There is a single combination for terminal usage which isn't broken in 2025--ANSI escape codes for output with the Kitty escape codes for input.

(And don't get me started about resolving the dependencies around ncurses, terminfo, etc. because some program is welded to a 15 year old version of curses ...)

codethief

> I have to install Ghostty in all my guest instances to pick up some stupid termcap/terminfo entry, or I get garbage all over my terminal.

That's a bummer to hear, I've been wanting to use Ghostty for a while but that'd be a showstopper for me. Is there a GitHub issue tracking this?

bsder

> That's a bummer to hear, I've been wanting to use Ghostty for a while but that'd be a showstopper for me. Is there a GitHub issue tracking this?

You should try it out for yourself first. It could be something weird in my setup since I'm running an immutable distro.

And, no, it doesn't have a Github issue because I didn't feel like tracking down all the moving pieces to replicate it when I can just resolve it with a package install.

otabdeveloper4

> I wish people wouldn't hardcode terminal escape codes

Why not? The ad-hoc standard set of terminal emulator escape codes is much more widely supported than whatever is in terminfo.

You're not getting any compatibility bonuses via terminfo, only extra pain.

caeser

open a pull request or at least an issue,

im always open to improvement, but i wanna keep it 100% zig.

quotemstr

You're using libc already. There is no such thing as a pure zig program. Please, be a good citizen of the ecosystem.

If I were trying a program and saw that it disrespected me by ignoring a clear preference in my environment not to use colors, I wouldn't use that program again.

AndyKelley

This is factually incorrect. While some operating systems use libc as the syscall ABI, this is not the case for Windows or Linux. On those systems, by default, Zig programs do not link libc; they make DLL calls or syscalls directly.

The project in question, however, does seem to link libc in the build script for no reason, as well as create a static library for no reason (it doesn't export any functions). As Loris pointed out to me today, this is likely caused by the `zig init` template highlighting static linking rather than modules, which is unfortunate since modules are the preferred way for Zig code to import other Zig code. We'll be adjusting that accordingly.

90s_dev

Looks like a good zig argparse lib.

How do you like Zig compared to TypeScript? What would you like to see improved?

caeser

zig is amazing. i am legit more productive in zig.

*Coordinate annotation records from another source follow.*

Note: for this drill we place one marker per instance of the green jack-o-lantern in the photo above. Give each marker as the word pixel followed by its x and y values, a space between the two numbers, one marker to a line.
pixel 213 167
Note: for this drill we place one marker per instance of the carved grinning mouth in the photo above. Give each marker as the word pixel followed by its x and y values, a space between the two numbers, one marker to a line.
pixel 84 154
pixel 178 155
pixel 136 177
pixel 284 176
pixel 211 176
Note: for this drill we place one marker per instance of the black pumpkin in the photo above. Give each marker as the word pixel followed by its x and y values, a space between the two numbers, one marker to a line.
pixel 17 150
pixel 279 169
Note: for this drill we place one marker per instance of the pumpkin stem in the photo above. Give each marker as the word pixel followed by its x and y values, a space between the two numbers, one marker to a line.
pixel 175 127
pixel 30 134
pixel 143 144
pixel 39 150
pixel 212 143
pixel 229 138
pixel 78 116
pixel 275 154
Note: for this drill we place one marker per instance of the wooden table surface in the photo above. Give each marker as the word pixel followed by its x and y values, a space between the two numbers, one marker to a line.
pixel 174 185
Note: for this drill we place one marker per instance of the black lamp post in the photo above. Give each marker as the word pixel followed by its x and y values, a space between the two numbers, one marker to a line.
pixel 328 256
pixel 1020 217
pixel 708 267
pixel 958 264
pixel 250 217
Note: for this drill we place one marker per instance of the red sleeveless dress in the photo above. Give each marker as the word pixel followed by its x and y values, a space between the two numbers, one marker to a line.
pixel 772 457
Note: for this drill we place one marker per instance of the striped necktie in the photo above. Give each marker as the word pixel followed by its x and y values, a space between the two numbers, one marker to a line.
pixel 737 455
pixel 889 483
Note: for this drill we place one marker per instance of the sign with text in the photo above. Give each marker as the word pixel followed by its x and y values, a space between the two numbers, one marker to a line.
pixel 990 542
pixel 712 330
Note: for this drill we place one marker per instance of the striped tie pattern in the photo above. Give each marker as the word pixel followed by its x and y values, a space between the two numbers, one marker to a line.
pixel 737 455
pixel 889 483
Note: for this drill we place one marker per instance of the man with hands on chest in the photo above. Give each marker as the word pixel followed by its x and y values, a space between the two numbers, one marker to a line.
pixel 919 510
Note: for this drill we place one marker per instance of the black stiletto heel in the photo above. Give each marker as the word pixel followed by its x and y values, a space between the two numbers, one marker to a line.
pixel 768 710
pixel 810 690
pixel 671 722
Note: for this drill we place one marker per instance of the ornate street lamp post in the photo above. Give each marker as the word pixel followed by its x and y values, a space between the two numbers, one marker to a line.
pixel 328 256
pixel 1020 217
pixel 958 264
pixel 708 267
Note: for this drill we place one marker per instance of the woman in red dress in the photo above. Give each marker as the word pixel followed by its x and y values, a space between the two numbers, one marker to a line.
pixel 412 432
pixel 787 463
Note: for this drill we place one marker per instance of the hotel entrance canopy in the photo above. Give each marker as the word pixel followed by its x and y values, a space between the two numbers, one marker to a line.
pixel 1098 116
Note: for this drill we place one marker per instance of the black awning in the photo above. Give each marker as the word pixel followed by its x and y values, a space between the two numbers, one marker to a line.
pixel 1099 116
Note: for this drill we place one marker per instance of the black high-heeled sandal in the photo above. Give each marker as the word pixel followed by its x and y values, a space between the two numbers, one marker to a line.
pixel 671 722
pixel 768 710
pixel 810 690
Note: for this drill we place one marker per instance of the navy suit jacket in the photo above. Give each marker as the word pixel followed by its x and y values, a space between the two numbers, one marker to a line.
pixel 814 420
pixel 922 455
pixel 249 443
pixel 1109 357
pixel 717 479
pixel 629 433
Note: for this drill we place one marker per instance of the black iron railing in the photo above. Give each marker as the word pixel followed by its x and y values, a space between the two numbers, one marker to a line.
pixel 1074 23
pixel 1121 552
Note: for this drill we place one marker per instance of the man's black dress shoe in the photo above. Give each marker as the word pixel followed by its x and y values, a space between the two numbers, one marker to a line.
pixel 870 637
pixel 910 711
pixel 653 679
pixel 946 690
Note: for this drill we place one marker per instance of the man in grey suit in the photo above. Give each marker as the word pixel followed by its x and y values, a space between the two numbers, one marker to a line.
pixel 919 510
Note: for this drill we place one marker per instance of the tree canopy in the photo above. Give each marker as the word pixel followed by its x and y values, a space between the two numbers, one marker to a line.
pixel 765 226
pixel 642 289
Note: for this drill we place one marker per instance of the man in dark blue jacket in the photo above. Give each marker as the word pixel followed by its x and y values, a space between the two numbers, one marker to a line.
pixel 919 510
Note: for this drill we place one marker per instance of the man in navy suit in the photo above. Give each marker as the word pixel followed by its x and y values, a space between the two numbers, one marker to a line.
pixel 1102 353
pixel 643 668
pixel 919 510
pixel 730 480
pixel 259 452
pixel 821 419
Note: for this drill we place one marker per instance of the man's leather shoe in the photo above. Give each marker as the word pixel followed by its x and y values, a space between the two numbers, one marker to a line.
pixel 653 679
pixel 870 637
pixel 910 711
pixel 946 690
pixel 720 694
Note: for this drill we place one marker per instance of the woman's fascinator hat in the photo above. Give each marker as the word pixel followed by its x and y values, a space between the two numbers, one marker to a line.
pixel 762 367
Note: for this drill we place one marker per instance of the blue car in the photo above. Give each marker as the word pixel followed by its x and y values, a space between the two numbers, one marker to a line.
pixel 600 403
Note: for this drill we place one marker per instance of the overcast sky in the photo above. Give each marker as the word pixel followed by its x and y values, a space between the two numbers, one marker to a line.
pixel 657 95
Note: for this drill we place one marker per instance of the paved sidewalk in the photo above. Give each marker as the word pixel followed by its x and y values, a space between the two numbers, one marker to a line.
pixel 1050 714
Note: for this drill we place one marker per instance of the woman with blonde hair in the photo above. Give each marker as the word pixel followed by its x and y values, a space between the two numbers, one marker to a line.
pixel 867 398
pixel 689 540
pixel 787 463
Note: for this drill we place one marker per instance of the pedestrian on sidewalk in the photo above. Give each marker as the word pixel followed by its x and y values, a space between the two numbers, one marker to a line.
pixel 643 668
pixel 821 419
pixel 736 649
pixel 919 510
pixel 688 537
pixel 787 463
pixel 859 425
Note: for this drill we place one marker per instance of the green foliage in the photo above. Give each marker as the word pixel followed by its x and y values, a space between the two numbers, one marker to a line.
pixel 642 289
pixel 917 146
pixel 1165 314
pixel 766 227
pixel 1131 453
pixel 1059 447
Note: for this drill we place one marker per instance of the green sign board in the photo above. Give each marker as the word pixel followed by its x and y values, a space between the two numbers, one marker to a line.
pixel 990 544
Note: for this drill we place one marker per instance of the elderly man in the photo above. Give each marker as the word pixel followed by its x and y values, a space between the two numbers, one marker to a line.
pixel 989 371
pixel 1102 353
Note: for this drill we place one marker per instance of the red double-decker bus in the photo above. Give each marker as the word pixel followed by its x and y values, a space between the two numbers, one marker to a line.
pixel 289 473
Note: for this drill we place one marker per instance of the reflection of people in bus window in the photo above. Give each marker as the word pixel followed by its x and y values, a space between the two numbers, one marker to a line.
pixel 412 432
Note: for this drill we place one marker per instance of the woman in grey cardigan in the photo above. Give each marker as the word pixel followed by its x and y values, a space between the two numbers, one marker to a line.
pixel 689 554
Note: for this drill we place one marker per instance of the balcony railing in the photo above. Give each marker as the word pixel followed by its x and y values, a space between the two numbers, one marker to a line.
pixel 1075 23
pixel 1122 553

as Andrew (zig creator) said, zig makes you understand how computers work.

hotpocket777

What is a “CLI framework”?

sothatsit

It takes care of the CLI argument parsing, command routing, and help formatting.

I recently wrote a CLI manually, thinking, CLIs are so simple why would you need a framework? At the end of writing it, I had just ended up writing my own CLI framework anyway. It gets tedious without one, even though none of the things the framework does are particularly complicated.

revskill

Will zig include a rustimport similar to cimport ?

Cloudef

Haven't tried it but there's build.crab https://github.com/akarpovskii/build.crab

throwawaymaths

probably never since even cimport is going to eventually move to an internal c compiler written in zig.